Datamining a Flat in Munich
When you’re in your mid-twenties, just got employed and don’t have enough cash, finding an affordable flat in Munich is very difficult. Munich ranks 13th in the 20 Most expensive cities on the planet
Honestly, I didn’t need this article to figure that out but anyways, basically, there is too much demand, and very few reasonnable offers. Reasonnable means that the rent doesn’t exceed 800€ for a 15m² flat.
It took me more than one year to find a flat, here is my story about how I datamined the flat search in Munich, and how I conducted some psychological experiments at the same time.
I started my search 4 months before I had to go to Munich. There are three options to find a flat here.
A couple of websites (including facebook groups) to apply for accomodations, appartment rental agencies and some shady forums on which you can seldomly find some adverts.
Appartment rental agencies cost roughly 3 times the monthly rent, which accounts for around 2000€. No need to say this was a no go for me as I prefer keeping that money and making something good out of it.
Anyways, I kept going with the two other options.
First impression: When applying online to any of those adverts (websites and forums) I almost never got an answer. I got like 1 negative answer for every 100 e-mails sent out.

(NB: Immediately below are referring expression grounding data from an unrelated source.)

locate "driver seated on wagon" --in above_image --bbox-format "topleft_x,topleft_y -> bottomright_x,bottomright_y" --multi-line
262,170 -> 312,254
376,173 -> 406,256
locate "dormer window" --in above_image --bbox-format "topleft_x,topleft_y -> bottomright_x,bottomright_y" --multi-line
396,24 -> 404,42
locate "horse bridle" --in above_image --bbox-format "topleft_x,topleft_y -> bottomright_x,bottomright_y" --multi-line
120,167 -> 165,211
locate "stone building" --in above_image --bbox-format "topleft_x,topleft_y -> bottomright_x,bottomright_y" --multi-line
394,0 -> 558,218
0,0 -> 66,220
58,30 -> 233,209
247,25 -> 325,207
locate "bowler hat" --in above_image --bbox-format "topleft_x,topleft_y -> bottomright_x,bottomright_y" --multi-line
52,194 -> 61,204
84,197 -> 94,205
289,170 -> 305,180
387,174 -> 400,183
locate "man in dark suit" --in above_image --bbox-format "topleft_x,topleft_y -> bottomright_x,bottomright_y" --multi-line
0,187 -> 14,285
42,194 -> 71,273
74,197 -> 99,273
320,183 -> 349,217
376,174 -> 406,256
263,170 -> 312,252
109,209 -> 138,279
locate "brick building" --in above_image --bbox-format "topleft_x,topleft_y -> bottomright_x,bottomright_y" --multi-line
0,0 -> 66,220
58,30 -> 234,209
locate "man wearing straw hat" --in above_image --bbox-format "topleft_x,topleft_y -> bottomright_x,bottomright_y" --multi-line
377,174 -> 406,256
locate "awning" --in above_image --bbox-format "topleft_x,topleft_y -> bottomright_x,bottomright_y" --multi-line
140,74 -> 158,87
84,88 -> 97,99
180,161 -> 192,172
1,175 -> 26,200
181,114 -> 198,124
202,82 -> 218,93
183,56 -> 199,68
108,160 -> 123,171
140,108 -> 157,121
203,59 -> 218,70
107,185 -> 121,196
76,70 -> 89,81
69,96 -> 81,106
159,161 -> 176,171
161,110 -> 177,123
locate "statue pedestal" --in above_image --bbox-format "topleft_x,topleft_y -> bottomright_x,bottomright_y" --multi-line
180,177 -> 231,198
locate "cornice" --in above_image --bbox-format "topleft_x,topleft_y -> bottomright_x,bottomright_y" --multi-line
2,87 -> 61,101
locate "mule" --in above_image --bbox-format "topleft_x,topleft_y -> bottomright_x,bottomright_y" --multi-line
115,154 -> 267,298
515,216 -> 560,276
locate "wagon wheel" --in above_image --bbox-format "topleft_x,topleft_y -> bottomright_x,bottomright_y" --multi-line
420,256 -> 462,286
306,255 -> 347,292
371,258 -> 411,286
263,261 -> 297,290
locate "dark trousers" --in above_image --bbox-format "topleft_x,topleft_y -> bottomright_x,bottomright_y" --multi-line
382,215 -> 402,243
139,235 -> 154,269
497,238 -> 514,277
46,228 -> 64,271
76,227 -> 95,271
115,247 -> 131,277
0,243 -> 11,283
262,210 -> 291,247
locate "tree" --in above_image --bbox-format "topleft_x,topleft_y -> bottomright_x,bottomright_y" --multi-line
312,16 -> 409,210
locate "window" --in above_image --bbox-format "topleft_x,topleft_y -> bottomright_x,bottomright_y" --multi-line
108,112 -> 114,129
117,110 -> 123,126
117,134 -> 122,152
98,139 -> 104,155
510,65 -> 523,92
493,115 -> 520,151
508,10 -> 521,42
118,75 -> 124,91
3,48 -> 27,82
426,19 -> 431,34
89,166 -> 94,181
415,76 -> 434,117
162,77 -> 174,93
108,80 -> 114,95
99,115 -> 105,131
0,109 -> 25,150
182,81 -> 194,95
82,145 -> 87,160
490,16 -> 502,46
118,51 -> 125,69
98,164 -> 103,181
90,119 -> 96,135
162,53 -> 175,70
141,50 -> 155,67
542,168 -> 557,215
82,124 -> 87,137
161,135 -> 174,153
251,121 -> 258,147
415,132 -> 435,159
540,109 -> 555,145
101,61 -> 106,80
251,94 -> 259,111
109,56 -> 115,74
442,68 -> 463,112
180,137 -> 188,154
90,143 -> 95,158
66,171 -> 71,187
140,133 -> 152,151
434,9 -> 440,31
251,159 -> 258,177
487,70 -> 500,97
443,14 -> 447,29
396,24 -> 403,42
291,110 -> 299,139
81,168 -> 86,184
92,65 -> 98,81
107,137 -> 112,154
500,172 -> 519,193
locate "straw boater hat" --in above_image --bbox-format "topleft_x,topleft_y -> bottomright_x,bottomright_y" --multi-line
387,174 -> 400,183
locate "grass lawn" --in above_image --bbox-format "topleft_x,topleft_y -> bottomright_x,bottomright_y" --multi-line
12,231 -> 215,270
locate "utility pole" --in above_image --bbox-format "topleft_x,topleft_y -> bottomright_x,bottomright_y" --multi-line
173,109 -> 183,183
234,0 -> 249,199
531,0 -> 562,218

Pretty shitty conversion rate, right ?
4 months passed and here I am in Munich, couchsurfing at a friend’s place. I really needed to find my place, where I can feel at home. I was thinking how it was easier to find a place in Paris…
Anyways, tired of clicking daily on the same links, same adverts to get to apply for something, I decided to automatize the whole process.
First thing, was to get all the data from all the websites, and analyze it as if I was browsing myself. A handy Python utility called Scrapy turned out very handy.
I basically used this tool to crawl each and every website which got adverts for accomodations. I started by making a spider that goes through every website and gets me the data and store it locally as a json file:
I had then to parse the results from the websites, and get clean data, this was done easily in Python with the json library.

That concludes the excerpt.